Godagari () is an Upazila of Rajshahi District in the Division of Rajshahi, Bangladesh. This is the place where Mahananda river fall to Padma or Ganges.

Geography
Godagari is located at . It has 40011 households and total area 472.13 km2.

Godagari Upazila is bounded by  Chapai Nawabganj Sadar Upazila of Chapai Nawabganj district and Tanore Upazila on the north, Tanore and Paba Upazilas on the east, Lalgola, Bhagawangola I and Bhagawangola II CD Blocks, in Murshidabad district, West Bengal, India, all across the Ganges/ Padma, on the south, and Chapai Nawabganj Sadar Upazila on the west.

Demographics
According to 2011 Bangladesh census, Godagari had a population of 330,924. Males constituted 50.24% of the population and females 49.76%. Muslims formed 87.78% of the population, Hindus 7.14%, Christians 3.41% and others 1.68%. Godagari had a literacy rate of 46.34% for the population 7 years and above.

As of the 1991 Bangladesh census, Godagari has a population of 217811. Males constitute 50.88% of the population, and females 49.12%. This Upazila's eighteen up population is 108869. Godagari has an average literacy rate of 27.6% (7+ years), and the national average of 32.4% literate.

History
The Deopara Prashasti, an important inscription in Sanskrit poetry describing the Sena dynasty of ancient Bengal, was discovered near the village of Deopara.

Points of interest
Padumsa Dighi (pond) of Raja Bijoy Sen at village Deopara (eleventh century), tomb of Shah Sultan at Sultanganj (fourteenth century), tomb of Ali Kuli Beg at Kumarpur,

Marks of War of Liberation Memorial monument 1 (Sheikherpara).

Administration
Godagari thana was established in 1865 and was turned into an upazila in 1984.

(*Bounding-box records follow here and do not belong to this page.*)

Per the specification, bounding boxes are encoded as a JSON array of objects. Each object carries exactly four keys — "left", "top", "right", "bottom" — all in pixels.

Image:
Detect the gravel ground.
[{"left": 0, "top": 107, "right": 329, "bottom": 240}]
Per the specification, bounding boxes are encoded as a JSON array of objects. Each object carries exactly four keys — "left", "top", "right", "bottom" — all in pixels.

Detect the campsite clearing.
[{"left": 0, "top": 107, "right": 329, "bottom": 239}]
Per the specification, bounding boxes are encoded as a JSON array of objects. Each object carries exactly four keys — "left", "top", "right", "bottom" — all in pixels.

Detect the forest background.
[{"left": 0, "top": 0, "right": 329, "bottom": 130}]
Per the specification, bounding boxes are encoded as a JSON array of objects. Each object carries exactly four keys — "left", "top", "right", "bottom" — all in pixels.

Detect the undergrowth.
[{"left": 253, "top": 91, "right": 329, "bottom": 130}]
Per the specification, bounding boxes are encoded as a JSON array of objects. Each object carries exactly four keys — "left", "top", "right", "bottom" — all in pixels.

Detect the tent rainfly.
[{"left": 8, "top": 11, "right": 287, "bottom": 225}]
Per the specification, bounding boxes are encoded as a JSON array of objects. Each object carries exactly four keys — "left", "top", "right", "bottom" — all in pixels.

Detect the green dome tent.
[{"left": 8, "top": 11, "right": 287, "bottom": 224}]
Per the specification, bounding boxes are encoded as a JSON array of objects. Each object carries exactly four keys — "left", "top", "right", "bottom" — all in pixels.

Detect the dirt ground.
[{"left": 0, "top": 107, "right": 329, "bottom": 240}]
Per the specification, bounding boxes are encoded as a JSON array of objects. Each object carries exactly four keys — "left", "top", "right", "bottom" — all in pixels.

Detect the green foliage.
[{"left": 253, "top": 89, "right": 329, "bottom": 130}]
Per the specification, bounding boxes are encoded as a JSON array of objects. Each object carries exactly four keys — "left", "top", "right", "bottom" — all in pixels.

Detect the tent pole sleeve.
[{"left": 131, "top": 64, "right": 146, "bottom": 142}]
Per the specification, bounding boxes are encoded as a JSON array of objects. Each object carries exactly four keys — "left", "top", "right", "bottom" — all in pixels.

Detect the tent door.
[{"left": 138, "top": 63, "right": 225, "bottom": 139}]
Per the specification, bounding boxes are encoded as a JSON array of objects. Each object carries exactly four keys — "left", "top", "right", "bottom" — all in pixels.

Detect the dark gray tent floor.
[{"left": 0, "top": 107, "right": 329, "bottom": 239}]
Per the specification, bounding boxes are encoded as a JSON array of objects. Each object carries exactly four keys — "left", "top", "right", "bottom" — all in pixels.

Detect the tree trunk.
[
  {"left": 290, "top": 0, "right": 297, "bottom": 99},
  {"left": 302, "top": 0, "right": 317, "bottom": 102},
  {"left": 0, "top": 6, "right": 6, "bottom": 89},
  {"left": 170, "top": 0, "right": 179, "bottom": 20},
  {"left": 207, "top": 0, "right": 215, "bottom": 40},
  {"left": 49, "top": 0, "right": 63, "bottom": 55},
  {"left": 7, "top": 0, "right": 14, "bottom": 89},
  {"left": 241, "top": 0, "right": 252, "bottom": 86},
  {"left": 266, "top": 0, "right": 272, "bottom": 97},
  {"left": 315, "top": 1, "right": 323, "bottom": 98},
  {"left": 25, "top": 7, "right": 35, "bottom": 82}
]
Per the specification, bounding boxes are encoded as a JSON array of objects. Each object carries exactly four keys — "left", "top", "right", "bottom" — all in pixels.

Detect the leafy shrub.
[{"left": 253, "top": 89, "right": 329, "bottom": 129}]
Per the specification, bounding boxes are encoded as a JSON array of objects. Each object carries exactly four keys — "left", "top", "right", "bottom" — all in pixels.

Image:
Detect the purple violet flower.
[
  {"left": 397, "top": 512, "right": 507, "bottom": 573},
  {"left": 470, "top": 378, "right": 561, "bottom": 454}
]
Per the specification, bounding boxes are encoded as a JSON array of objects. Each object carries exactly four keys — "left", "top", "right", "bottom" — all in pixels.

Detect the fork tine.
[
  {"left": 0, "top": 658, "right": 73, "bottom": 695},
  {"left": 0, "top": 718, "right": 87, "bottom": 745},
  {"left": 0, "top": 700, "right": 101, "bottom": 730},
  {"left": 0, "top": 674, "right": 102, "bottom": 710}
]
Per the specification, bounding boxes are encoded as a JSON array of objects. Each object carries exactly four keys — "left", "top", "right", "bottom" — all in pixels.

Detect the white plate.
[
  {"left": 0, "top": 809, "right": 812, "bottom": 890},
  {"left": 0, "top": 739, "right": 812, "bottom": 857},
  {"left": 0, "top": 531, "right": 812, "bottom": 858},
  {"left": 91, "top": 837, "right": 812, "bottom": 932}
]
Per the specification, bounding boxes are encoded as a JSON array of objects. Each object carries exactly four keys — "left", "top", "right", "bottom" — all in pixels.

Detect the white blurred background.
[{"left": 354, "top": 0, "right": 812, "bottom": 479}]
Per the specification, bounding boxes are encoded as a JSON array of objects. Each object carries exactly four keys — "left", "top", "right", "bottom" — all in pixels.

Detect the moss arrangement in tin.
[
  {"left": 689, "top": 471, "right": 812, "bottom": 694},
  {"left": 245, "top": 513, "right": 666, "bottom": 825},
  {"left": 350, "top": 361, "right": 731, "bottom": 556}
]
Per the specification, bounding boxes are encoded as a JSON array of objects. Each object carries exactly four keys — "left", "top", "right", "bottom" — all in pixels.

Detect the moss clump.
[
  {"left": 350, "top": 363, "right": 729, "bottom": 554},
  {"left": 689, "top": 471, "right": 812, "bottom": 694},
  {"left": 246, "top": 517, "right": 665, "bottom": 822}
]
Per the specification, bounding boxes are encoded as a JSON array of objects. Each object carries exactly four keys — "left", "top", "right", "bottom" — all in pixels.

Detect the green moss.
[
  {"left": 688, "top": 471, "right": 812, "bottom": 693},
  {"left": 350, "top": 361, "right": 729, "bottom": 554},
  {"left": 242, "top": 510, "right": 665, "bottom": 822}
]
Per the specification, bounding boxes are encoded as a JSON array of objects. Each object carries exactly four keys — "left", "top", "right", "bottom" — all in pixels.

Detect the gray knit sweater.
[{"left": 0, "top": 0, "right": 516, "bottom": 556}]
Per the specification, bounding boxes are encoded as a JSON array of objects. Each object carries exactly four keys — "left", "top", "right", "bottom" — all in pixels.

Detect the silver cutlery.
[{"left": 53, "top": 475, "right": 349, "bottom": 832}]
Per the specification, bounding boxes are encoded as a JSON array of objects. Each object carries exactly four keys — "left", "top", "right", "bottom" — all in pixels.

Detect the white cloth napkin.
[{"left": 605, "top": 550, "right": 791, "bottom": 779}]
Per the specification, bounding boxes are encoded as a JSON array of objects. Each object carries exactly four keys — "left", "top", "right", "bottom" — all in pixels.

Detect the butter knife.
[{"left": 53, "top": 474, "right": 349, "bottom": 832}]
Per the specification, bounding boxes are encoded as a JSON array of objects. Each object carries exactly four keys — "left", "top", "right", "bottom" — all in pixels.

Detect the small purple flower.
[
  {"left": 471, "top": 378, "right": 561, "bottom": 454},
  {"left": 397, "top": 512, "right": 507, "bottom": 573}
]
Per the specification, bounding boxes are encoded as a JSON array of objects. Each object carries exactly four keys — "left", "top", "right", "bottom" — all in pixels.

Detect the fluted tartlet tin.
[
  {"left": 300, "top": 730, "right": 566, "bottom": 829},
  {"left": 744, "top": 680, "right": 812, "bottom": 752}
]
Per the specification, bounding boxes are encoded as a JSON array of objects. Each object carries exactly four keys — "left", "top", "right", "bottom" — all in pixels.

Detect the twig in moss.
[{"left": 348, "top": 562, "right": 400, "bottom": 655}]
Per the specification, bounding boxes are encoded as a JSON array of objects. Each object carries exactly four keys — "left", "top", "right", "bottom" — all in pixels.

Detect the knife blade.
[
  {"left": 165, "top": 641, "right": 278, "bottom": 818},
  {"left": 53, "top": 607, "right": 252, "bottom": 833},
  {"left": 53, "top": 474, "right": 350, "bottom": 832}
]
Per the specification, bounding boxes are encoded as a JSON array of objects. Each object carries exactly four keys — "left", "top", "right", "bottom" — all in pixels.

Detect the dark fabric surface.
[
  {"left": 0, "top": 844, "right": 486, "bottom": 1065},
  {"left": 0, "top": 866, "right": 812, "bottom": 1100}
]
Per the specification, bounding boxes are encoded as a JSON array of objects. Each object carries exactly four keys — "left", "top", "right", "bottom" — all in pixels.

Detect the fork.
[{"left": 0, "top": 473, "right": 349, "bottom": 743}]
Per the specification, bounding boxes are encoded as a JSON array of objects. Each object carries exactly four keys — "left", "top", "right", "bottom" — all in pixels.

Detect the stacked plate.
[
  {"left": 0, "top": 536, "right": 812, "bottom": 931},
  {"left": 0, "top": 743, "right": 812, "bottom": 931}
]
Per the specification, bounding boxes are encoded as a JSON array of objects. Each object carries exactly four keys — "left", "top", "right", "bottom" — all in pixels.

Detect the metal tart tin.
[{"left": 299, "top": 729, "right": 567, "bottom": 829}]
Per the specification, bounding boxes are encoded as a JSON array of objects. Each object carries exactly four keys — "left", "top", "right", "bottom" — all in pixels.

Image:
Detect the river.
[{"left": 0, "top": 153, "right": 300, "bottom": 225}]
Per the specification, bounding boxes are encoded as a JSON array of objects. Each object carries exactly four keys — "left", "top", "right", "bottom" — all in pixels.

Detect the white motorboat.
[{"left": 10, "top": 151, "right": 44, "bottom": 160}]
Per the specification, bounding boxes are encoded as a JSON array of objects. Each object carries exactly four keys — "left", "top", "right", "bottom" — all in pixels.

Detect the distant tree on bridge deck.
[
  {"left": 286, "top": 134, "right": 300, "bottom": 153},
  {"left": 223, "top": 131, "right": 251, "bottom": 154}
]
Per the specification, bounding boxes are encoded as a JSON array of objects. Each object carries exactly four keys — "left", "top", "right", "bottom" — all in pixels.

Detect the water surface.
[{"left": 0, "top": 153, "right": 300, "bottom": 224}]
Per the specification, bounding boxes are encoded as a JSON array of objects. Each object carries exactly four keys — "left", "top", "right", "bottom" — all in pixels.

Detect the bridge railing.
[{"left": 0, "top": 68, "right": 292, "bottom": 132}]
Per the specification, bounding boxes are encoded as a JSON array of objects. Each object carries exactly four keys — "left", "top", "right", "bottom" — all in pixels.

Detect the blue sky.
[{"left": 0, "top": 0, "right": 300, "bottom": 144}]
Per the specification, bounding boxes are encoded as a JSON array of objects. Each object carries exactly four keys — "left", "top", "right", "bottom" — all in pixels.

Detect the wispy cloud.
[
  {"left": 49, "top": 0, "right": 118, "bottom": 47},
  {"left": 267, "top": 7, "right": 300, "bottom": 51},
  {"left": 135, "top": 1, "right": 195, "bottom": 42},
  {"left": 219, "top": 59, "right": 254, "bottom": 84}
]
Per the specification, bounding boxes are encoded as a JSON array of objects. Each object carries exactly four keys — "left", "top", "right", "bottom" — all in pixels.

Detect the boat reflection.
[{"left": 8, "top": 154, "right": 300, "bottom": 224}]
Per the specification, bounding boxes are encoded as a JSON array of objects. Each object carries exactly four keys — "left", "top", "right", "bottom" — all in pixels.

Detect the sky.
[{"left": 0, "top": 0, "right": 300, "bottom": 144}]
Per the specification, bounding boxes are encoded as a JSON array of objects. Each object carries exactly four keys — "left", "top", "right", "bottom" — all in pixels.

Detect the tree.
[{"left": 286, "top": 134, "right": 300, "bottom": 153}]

Godagari Upazila is divided into Godagari Municipality, Kakanhat Municipality, and nine union parishads: Basudebpur, Char Ashariadaha, Deopara, Godagari, Gogram, Matikata, Mohanpur, Pakri, and Rishikul. The union parishads are subdivided into 389 mauzas and 398 villages.

Education

According to Banglapedia, Godagari School & College, founded in 1905, is a notable secondary school.